Aucun frais n’est exigé aux parents pour l’inscription de leurs enfants dans les écoles publiques et conventionnées en ville de Butembo, dans la province éducationnelle Nord-Kivu II. Assurance des responsables de ces établissements scolaires qui déplorent toutefois l’insuffisance des frais de fonctionnement mis à leur disposition par le Gouvernement.
par Providence Birugho
Se confiant à rtvh.net, ces responsables d’écoles affirment que les inscriptions pour la rentrée scolaire 2025-2026 se prennent sans frais, conformément à la gratuité de l’éducation de base en vigueur en République Démocratique du Congo.
Cependant, ils disent éprouver des difficultés pour répondre aux besoins réels dans leurs établissements scolaires respectifs.
Kavira Machozi, Directrice de l’école primaire Kyambuli, un établissement public fonctionnant dans la vallée de Kavaghendi, témoigne qu’elle ne reçoit que 200 mille francs congolais par mois de la part du Gouvernement. Un montant insuffisant au regard des multiples rubriques à couvrir.
« Nous recevons 200 000 fc par mois comme frais de fonctionnement. Ce montant peut nous permettre de démarrer l’année scolaire en achetant ne-fut-ce que les stylos, la craie, les cahiers de préparation pour les enseignants.
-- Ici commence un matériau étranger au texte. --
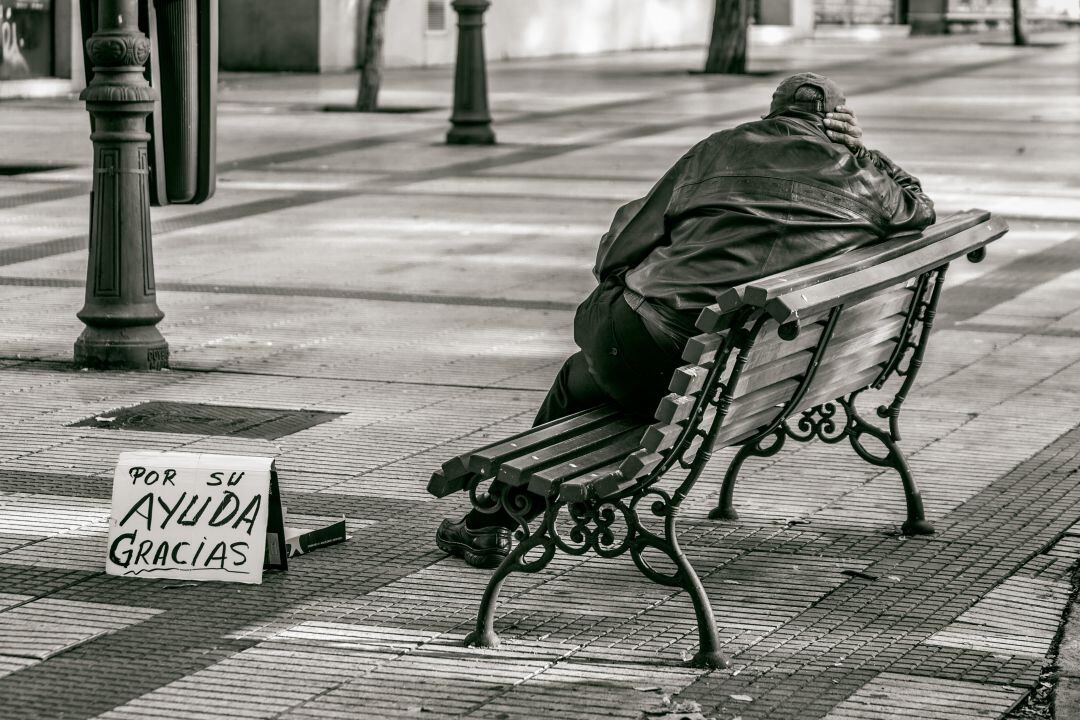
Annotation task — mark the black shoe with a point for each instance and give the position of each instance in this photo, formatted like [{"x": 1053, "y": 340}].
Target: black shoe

Toutefois, cet argent est insuffisant pour couvrir les besoins réels de l’école dont la prise en charge d’une sentinelle et d’un jardinier », déclare-t-elle.
La même réalité est vécue à l’école primaire Mihake, conventionnée protestante. Son Directeur, Hangi Ezeckiel fait savoir que le montant qu’il reçoit mensuellement comme frais de fonctionnement ne lui permet pas de gérer les 22 salles de classes de son établissement.
« Le Gouvernement nous donne 420 000 fc le mois, ce qui nous aide à préparer la rentrée scolaire. Néanmoins, ce montant est insignifiant face à nos besoins, et il nous arrive de manquer même de la craie. En plus, il faut des livres, des lavabos et d’autre matériels didactiques à acheter », révèle-t-il.
Face à ces difficultés, les chefs d’établissements scolaires exhortent le Gouvernement à revoir à la hausse les frais dits de fonctionnement afin d’améliorer les conditions d’apprentissage des enfants.